Genetic and phenotypic attributes of splenic marginal zone lymphoma.
Journal Paper/Review - Feb 3, 2022
Bonfiglio Ferdinando, Bruscaggin Alessio, Guidetti Francesca, Terzi di Bergamo Lodovico, Faderl Martin Richard, Spina Valeria, Condoluci Adalgisa, Bonomini Luisella, Forestieri Gabriela, Koch Ricardo, Piffaretti Deborah, Pini Katia, Pirosa Maria Cristina, Cittone Micol Giulia, Arribas Alberto, Lucioni Marco, Ghilardi Guido, Wu Wei, Arcaini Luca, Baptista Maria Joao, Bastidas Gabriela, Beà Silvia, Boldorini Renzo, Broccoli Alessandro, Buehler Marco, Canzonieri Vincenzo, Cascione Luciano, Ceriani Luca, Cogliatti Sergio, Corradini Paolo, Derenzini Enrico, Devizzi Liliana, Dietrich Sascha, Elia Angela Rita, Facchetti Fabio, Gaidano Gianluca, Garcia Juan Fernando, Gerber Bernhard, Ghia Paolo, Gomes da Silva Maria, Gritti Giuseppe, Guidetti Anna, Hitz Felicitas, Inghirami Giorgio, Ladetto Marco, López-Guillermo Armando, Lucchini Elisa, Maiorana Antonino, Marasca Roberto, Matutes Estella, Meignin Véronique, Merli Michele, Moccia Alden, Mollejo Manuela, Montalban Carlos, Novak Urban, Oscier David Graham, Passamonti Francesco, Piazza Francesco A, Pizzolitto Stefano, Rambaldi Alessandro, Sabattini Elena, Salles Gilles Andre, Santambrogio Elisa, Scarfo Lydia, Stathis Anastasios, Stussi Georg, Geyer Julia Turbiner, Tapia Gustavo, Tarella Corrado, Thieblemont Catherine, Tousseyn Thomas, Tucci Alessandra, Vanini Giorgio, Visco Carlo, Vitolo Umberto, Walewska Renata, Zaja Francesco, Zenz Thorsten, Zinzani Pier Luigi, Khiabanian Hossein, Calcinotto Arianna, Bertoni Francesco, Bhagat Govind, Campo Elias, de Leval Laurence, Dirnhofer Stefan, Pileri Stefano A, Piris Miguel A, Traverse-Glehen Alexandra, Tzankov Alexander, Paulli Marco, Ponzoni Maurilio, Mazzucchelli Luca, Cavalli Franco, Zucca Emanuele, Rossi Davide
Splenic marginal zone B-cell lymphoma (SMZL) is a heterogeneous clinico-biological entity.
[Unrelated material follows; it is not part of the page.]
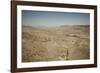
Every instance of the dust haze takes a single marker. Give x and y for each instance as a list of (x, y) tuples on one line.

The clinical course is variable, multiple genes are mutated with no unifying mechanism, and essential regulatory pathways and surrounding microenvironments are diverse. We sought to clarify the heterogeneity of SMZL by resolving different subgroups and their underlying genomic abnormalities, pathway signatures, and microenvironment compositions to uncover biomarkers and therapeutic vulnerabilities. We studied 303 SMZL spleen samples collected through the IELSG46 multicenter international study (NCT02945319) by using a multiplatform approach. We carried out genetic and phenotypic analyses, defined self-organized signatures, validated the findings in independent primary tumor metadata and in genetically modified mouse models, and determined correlations with outcome data. We identified 2 prominent genetic clusters in SMZL, termed NNK (58% of cases, harboring NF-κB, NOTCH, and KLF2 modules) and DMT (32% of cases, with DNA-damage response, MAPK, and TLR modules). Genetic aberrations in multiple genes as well as cytogenetic and immunogenetic features distinguished NNK- from DMT-SMZLs. These genetic clusters not only have distinct underpinning biology, as judged by differences in gene-expression signatures, but also different outcomes, with inferior survival in NNK-SMZLs. Digital cytometry and in situ profiling segregated 2 basic types of SMZL immune microenvironments termed immune-suppressive SMZL (50% of cases, associated with inflammatory cells and immune checkpoint activation) and immune-silent SMZL (50% of cases, associated with an immune-excluded phenotype) with distinct mutational and clinical connotations. In summary, we propose a nosology of SMZL that can implement its classification and also aid in the development of rationally targeted treatments.